I don’t need a photograph to remind me he was wearing a green shirt and the pants with a lot of pockets and no shape. I had on a white t-shirt and jeans. Mom was in a pink and black sweater set and black pants. We had a little time to kill, so we stopped at Steve and Tiffany’s to say goodbye and to take a photograph. How did we not take any pictures?? That’s what we had done a million times before. Miss the good photo opportunities and document the anxiety and sadness of the immanent parting of ways.
On the way to the airport, we stopped at the Red Robin at La Cantera. He was so proud of himself because he ordered a burger with BBQ sauce and pineapple.
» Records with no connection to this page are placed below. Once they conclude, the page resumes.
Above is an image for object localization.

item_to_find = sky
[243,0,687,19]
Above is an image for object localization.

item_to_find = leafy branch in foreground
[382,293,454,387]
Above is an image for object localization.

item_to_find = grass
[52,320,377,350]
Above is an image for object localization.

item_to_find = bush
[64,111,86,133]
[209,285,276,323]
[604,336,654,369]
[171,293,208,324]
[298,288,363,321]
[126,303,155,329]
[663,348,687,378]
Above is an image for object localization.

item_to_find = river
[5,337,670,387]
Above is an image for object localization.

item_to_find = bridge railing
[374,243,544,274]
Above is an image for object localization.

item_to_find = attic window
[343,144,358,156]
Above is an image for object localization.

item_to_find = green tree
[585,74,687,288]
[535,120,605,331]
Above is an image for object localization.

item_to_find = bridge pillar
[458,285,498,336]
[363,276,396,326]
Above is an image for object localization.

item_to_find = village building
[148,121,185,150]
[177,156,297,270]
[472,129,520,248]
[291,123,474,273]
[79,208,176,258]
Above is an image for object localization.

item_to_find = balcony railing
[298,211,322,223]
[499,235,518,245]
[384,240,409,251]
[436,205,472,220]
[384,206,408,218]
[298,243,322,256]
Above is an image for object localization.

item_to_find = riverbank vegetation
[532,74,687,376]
We also had onion rings and raspberry lemonades. We sat outside since I was coming back to Milwaukee, but it was pretty cold. As we had a million times before, we pulled up to the San Antonio airport and I got out to get in line. But for the first time, I told them a Morris drop-off was fine. I didn’t need him to park the car and come inside so we could all cry.
Instead we cried at curbside. As he got my bag out, I gave mom a huge hug and a kiss and an “I love you.” Then I turned to him and did the same. And then we all did it again. As he got in the car, he said as he had a million times, “make me proud”. I yelled back, “I always do.” I watched them put on seatbelts, honk the horn and drive away. I took a couple deep breaths of San Antonio air, set my shoulders back, and made friends as I waited in the security line.
That was the last time I saw my dad alive and awake. I’d like to say if I would have realized the importance of these moments that would have paid more attention to the details of the day, but it sure looks like the minutia stuck with me anyway. I would pay a million times to have that day back again. To almost fall asleep and have him appear at the end of the bed to discuss the meaning of life tonight and a hamburger for lunch to look forward to tomorrow.
A friend is going to join me in a commemorative burger and onion rings tomorrow. The new most-important-man-in-my-life will be around in the evening to contemplate life like we have a million times over the past 6 months. All is not lost. But holy schmit, I sure miss you, Padre.